Contributors: James Carter, Emily Gutierrez, Ariella Meltzer, Shana Metcalf, Katie Pullom
Issues Areas: Education
This Robin Hood-funded report from the Urban Institute report finds that New York City’s class size mandate is not delivering benefits equitably. Because high-poverty schools serving predominantly Black and Hispanic students already operate with smaller classes, they are more likely to already meet the state’s caps — meaning the mandate’s most significant reductions, and the new resources that come with them, are flowing disproportionately to schools serving wealthier, whiter populations.
New York State’s 2022 law requires city schools to cap classes at 20–25 students by 2027–28. The city has met early compliance benchmarks but faces steep hurdles ahead, with full implementation projected to cost billions annually and require thousands of additional teachers.

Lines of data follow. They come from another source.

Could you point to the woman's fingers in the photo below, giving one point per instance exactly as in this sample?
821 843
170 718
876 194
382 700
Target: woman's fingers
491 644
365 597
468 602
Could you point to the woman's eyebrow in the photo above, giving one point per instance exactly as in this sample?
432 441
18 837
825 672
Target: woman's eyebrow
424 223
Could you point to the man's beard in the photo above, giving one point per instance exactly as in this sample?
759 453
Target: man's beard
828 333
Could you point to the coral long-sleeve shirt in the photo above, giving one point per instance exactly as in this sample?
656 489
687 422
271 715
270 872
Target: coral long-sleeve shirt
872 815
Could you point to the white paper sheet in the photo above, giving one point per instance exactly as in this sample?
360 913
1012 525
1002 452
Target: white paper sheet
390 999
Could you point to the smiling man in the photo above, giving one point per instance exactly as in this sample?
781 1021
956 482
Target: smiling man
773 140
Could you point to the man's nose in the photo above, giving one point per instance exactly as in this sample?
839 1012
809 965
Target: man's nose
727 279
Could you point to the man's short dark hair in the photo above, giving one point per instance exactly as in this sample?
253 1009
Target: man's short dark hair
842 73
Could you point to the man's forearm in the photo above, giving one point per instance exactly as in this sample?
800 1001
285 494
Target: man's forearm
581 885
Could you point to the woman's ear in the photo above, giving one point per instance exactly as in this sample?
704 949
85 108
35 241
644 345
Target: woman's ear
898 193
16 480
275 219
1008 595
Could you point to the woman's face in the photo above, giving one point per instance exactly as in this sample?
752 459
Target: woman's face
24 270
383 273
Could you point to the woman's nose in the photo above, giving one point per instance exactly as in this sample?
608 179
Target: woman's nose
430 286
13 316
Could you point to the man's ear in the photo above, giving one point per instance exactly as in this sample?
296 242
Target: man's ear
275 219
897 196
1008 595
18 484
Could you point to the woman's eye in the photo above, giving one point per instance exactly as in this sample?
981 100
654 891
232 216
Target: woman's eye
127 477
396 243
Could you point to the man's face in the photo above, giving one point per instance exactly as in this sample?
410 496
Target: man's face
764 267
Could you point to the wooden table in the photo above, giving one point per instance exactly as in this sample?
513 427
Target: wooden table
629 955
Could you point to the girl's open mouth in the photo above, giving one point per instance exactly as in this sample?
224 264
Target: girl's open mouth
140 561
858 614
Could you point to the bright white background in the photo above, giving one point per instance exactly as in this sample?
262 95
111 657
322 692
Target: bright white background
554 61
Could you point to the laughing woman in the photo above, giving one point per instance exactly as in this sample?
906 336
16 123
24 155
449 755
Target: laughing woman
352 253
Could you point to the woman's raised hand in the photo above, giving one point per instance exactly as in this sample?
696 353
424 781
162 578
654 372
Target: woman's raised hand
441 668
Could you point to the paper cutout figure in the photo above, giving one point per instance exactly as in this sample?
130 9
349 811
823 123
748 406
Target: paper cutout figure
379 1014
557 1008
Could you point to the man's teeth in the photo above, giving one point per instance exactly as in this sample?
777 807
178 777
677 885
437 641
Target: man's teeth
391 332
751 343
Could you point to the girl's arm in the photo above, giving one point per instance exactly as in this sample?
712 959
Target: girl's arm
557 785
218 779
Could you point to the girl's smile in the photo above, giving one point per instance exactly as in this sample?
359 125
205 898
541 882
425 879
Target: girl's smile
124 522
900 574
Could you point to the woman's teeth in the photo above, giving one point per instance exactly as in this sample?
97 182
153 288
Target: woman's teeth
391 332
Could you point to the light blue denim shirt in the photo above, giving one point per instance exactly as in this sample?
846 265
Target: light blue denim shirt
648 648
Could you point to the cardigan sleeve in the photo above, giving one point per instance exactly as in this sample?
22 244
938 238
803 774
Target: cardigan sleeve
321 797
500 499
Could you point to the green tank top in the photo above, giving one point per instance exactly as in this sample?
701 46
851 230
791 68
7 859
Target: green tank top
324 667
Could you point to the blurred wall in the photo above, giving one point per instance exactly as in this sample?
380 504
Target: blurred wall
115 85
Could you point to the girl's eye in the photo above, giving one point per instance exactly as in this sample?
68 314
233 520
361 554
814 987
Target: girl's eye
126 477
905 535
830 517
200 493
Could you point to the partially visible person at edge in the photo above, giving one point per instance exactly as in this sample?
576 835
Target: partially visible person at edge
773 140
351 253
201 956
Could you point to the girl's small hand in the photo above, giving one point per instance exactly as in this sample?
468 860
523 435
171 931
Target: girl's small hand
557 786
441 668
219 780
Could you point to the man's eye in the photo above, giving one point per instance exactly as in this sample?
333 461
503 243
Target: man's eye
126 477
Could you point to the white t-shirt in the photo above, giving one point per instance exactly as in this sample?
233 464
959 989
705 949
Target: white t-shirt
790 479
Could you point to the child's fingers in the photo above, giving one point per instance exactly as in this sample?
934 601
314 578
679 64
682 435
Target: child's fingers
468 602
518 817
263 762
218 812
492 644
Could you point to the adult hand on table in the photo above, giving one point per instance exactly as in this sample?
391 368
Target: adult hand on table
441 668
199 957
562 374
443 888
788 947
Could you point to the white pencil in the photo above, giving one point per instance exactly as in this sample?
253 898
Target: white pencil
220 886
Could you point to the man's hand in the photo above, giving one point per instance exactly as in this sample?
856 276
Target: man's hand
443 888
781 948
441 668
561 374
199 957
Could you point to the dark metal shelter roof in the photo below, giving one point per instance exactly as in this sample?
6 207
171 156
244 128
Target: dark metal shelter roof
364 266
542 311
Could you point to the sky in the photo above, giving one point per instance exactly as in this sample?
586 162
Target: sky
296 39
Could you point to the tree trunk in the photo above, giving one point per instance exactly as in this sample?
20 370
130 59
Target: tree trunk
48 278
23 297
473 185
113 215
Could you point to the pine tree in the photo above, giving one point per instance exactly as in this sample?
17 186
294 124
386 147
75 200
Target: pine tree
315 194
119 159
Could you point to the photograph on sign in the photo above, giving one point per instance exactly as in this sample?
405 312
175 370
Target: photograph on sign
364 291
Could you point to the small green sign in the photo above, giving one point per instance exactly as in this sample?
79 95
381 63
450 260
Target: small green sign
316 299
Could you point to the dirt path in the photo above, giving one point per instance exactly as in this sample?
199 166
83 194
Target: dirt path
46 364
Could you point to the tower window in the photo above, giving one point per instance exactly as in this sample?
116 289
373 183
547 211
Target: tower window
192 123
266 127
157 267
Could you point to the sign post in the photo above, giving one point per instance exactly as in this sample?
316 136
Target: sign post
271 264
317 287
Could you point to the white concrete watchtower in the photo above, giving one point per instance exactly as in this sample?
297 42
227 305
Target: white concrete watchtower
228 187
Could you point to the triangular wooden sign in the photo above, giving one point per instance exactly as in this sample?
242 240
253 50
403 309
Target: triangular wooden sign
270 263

The report also warns that the hiring surge needed for compliance may intensify competition for educators, with lower-poverty schools better positioned to attract talent away from already hard-to-staff, high-need schools. To ensure smaller classes translate into better outcomes for students most affected by poverty, policymakers must pair compliance efforts with equitable funding formulas, enrollment adjustments, and targeted staffing supports for the schools that need them most.